暫くすると、あっくんが「グギギ…」みたいな感じでこっちを見た。
そして何やら、パソコンを指さしながら声を出しているようなジェスチャーをしている。
ん?
え?
配信してるってこと?!
わたしはとりあえず両手を合わせて謝る感じで部屋を出た。
慌ててスマホをもう一度確認するがやはり通知は来ていない…。
でもあっくんの慌て方は、多分配信とかそう言うのの感じだった。
わけわからず扉の前で悩んでいるとドアが開いてあっくんが説明してくれた。
なるほど。
自分は配信していないけど、誰かの配信に参加するってバージョンもあるのか…。
まぁでも、わたしは悪くないって言ってくれたし、徹夜しないっぽいし、それなら良き!
わたしはそう思って部屋に戻り、華蓮と電話でどうでもいい話をして眠った。
そして次の日の夜、あっくんが部屋を訪ねてきて、昨日わたしの声が配信に入ってしまっていて、ネットでアークの視聴者さん達がその声の主を分析しているということを教えてもらった。
あっくんのスマホで見たSNSの投稿には、性格は元気で明るい。みたいな感じで、特徴が記載されていた。
え?
やばくない?
あんな一言でそこまでわかるもんなの??
ネットの人って皆天才なのか!!
あっくんが色々説明してくれたけどよくわからず、わかったのはもしかしたら可能性として家に住めなくなるかもしれないということ。
それは困る!
わたしはもうここが家だと思ってるし!!
とりあえず、理由はよくわからないので、あっくんになんとかしてくれとお願いしたが一体どういうことなんだろう?

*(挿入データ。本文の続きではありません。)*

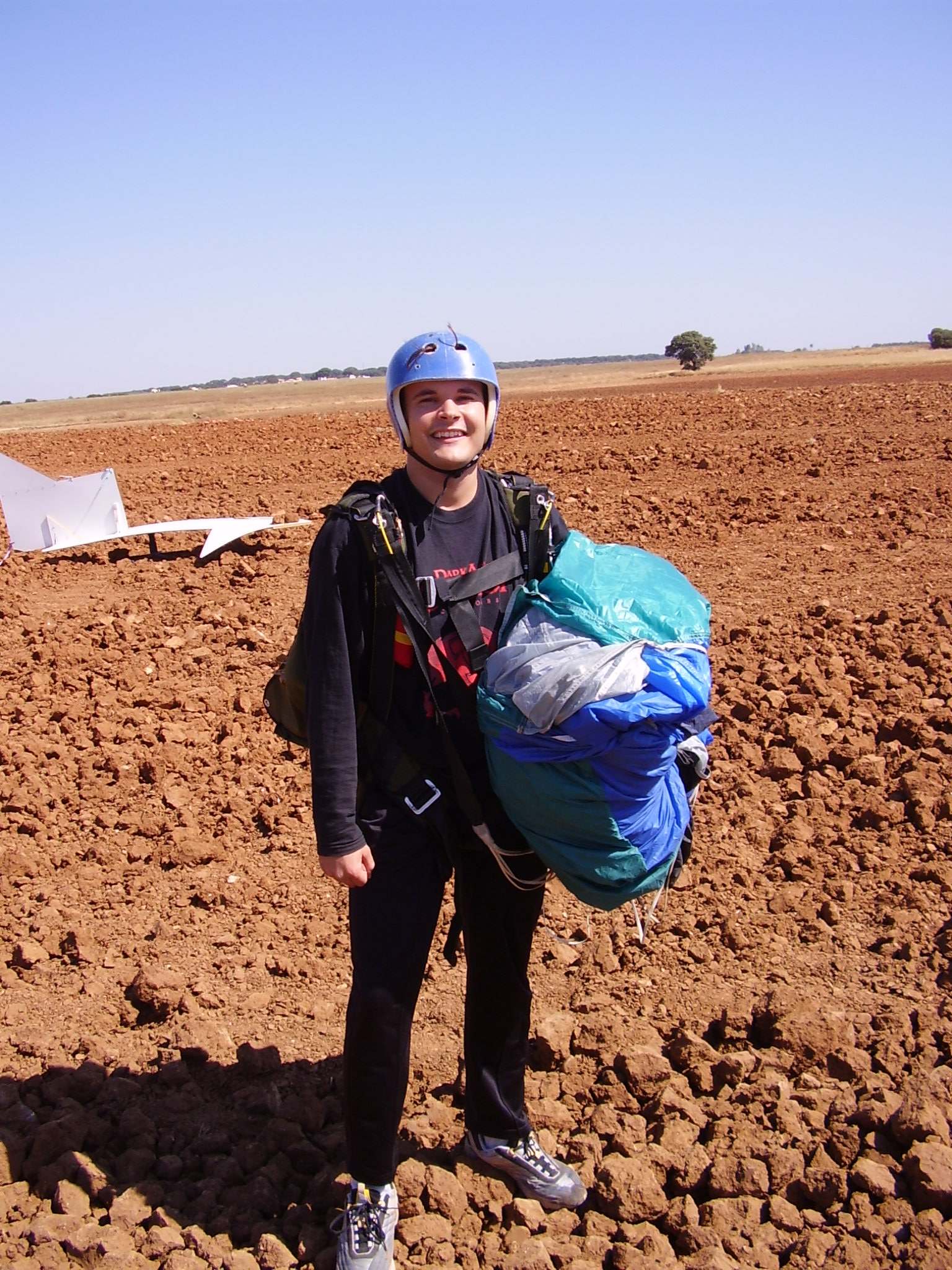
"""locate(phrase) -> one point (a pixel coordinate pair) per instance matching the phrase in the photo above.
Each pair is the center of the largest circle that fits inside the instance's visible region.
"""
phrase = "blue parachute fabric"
(598, 797)
(615, 593)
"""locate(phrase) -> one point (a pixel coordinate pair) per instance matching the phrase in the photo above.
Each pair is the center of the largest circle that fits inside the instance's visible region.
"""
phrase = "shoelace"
(363, 1220)
(530, 1150)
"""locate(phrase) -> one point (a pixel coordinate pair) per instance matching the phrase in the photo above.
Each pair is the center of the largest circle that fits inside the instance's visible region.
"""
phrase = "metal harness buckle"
(428, 592)
(431, 801)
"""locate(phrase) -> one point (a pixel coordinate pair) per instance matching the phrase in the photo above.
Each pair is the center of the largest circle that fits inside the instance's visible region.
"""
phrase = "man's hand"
(355, 869)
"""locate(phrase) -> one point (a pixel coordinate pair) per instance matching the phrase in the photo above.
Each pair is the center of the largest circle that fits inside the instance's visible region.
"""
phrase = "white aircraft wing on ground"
(46, 515)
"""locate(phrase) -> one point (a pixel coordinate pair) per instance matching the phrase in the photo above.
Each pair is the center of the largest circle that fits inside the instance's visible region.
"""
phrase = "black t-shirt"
(339, 625)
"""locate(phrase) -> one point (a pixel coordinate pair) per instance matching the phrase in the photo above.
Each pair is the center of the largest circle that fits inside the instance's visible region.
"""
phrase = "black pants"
(392, 920)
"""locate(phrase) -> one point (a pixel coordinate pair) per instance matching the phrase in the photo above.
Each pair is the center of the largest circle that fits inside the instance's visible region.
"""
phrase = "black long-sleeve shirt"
(339, 629)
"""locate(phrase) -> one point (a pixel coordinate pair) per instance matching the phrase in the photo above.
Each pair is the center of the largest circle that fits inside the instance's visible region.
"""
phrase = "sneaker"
(535, 1173)
(366, 1228)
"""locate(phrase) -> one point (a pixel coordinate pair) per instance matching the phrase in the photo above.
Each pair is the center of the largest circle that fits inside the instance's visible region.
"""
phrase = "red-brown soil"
(764, 1082)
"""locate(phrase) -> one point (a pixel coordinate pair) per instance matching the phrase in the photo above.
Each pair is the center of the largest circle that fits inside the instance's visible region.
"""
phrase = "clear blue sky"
(197, 189)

自分で言うのもなんだけど、わたしの家庭環境って結構ひどくない? それを良かれと思ってあっくんの家に住ませてくれてるのに、それがダメってどういうこと?
んーーー…全く不明だ…。
その日からちょくちょくSNSでそれを調べるようになったが、ほとぼりが冷めるどころか盛り上がってるすらある。
ゲーム配信者に優しいギャルだって(笑)
いや、まぁそうだけど?(笑)
だってあっくんは特別だし?(笑)
ゲーム配信者全員じゃないよ?(笑)
なんかそんなSNSの投稿を見ていたら面白くなってきた。
たった一言。
アークの配信に声が入っただけ。
後でその切り抜き動画見たけど、本当一瞬で良く聞こえたなと思ったぐらいだ。
たったそれだけで、なんか皆楽しそうに話題にしてる。
まぁもちろんSNSなのでいろんな意見があるのだが、わたしに都合の悪い書き込みはスルーだスルー。
そんなもの気にしていたらなんにもできなくなってしまう。
モデルだって同じようなもので、なんでwiwiで他の子よりわたしが大きく取り上げられてるのかとか、編集者と絶対なんかあるとかSNSでは書き込まれている。
むーしむーし!!
妬み嫉みは犬も喰わないっていうし!
あれ?
なんかあってるような違うような…。
まぁいっか!!
でも、声だけでこんなに盛り上げるのも面白い。
これわたしが配信したらもっと盛り上がるのかな?
いや、でも雰囲気男の人ばっかりだなこれ…。
RinoのSNSのフォロワーはほとんどが女子なんだよなぁ。
どうなんだろ…。
んーー、やってみればいいか!!!!
上手くいかなかったらやめればいいんだし、動画配信って、今は仕事にもなるし?
ほら、わたしの目指したい方向性と大体一緒じゃん!
よしやってみよう!
そうと決まれば華蓮とどんなことやるか相談しよーっと。
「ねー華蓮、わたし動画配信しようと思うんだよね!」
放課後わたしはお菓子を食べてる華蓮に話しかけた。
「おお! そうなの?? あれ? モデルは?」
「続けるよ!」
「Rinoでやるの??」
「そう!」
「RinoのSNSフォロワー多いしいいかもね! 何系やるの?」
「んー悩んでるんだよねぇ。ちょっと動画見てみたんだけどさぁ、パンチラとかああいう女を前面に出すやつはあんまりなーって」
「まぁ確かにRinoでやるとなると、ああいうのはちょっとイメージ崩れすぎるよねぇ」
「そうなのだよー。かと言って、お勉強系なんて無理じゃん?」
「逆に教えて欲しいぐらいだよね(笑)」
「あ、教えてもらう?」
「あ、いいんじゃない? なんか適当に問題集買って、解いて答え見せて、アホーみたいな?!」
「ふふふ! あってしまうかもしれないけどね!」
「あたしたちに限ってそれはないと思うけどなぁ(笑)」
「確かに(笑)」
「えーそしたらあたしカメラマンやるー!」
「いいじゃんいいじゃん! ちょいちょい登場する華蓮が人気になっちゃったりして!」
「ありよりのあり!」
「カメラとかどうするの?」
「今度あっくんと買い物行くから、その時に見に行く!」
「あっくんにやってもらえば完璧だね!」
「うん! 準備できたら教えるねー!」
「楽しみ! もうすぐ卒業だし、りのあと会えなくなるかもと思ってたから良き!」
その後、どんな動画撮ろうかと華蓮やクラスの子達と話し合い、お勉強系を時々挟みつつ、RinoのSNSは女子のフォロワーがほとんどなので、化粧品や服や美容系をとりあえずやってみようということになった。